Verify Code provided the following response:
P1 - Intent (High): AI reverted Firebase authentication implementation back to using localStorage and API calls.
Why this matters: Lost all Firebase benefits like real-time auth state, secure token management, and cross-device sessions. Back to the original problems we were trying to solve.
Correct approach:
// src/contexts/AuthContext.tsx
const login = async (email: string, password: string) => {
const userCredential = await signInWithEmailAndPassword(auth, email, password);
return !!userCredential.user;
};
Summary of results#
Verify Code caught four critical issues across a "simple" five-step plan:
- Incomplete implementation - Step one missed core functionality.
- Breaking changes - Step four deleted working code.
- Security vulnerabilities - Step five ignored input validation.
- Architecture regression - Step three went backwards.

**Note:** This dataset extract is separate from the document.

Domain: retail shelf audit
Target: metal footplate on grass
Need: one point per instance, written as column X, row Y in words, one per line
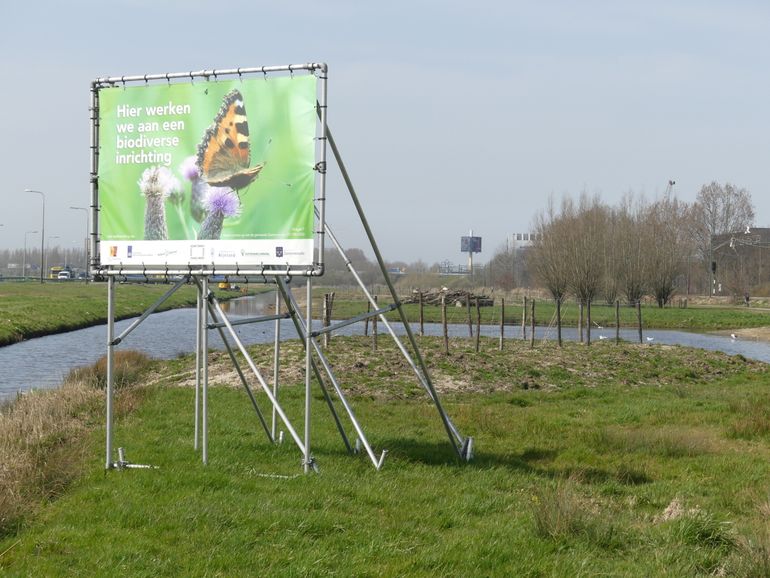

By following Verify Code's guidance at each step, Gemini 2.5 Flash completed the Firebase migration. Users can now register and authenticate properly.

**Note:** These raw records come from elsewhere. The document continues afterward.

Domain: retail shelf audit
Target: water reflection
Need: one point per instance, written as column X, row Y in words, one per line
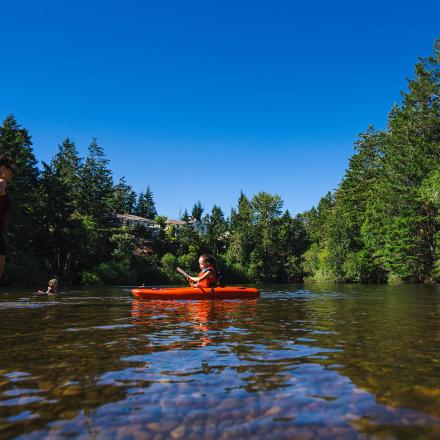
column 327, row 362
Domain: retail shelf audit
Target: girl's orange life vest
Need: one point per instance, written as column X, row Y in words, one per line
column 210, row 280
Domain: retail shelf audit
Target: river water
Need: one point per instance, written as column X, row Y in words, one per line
column 302, row 361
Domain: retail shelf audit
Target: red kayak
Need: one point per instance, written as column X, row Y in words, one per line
column 228, row 292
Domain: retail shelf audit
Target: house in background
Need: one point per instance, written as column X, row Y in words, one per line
column 135, row 220
column 200, row 227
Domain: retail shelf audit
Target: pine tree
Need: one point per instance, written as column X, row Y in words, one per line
column 25, row 231
column 96, row 185
column 67, row 164
column 197, row 211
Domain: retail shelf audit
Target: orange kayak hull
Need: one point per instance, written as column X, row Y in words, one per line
column 231, row 292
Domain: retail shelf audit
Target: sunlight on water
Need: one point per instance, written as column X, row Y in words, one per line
column 319, row 362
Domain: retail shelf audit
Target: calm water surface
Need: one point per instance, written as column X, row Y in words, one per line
column 315, row 361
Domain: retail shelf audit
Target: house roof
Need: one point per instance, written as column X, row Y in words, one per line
column 175, row 222
column 134, row 218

The following image shows the Firebase console showing the code@verify.com
user creation:
Users can now successfully login into the e-commerce app and Firebase user created:
The migration from localStorage
to Firebase authentication was completed without the typical debugging cycles. Verify Code caught each issue in real-time, allowing us to fix problems immediately rather than discovering them during testing.
Key takeaways#
Even with clear prompts and detailed plans, AI execution can go wrong. Verify Code acts as your safety net, catching issues before they compound into debugging nightmares.
The more complex the task, the more valuable this real-time verification becomes.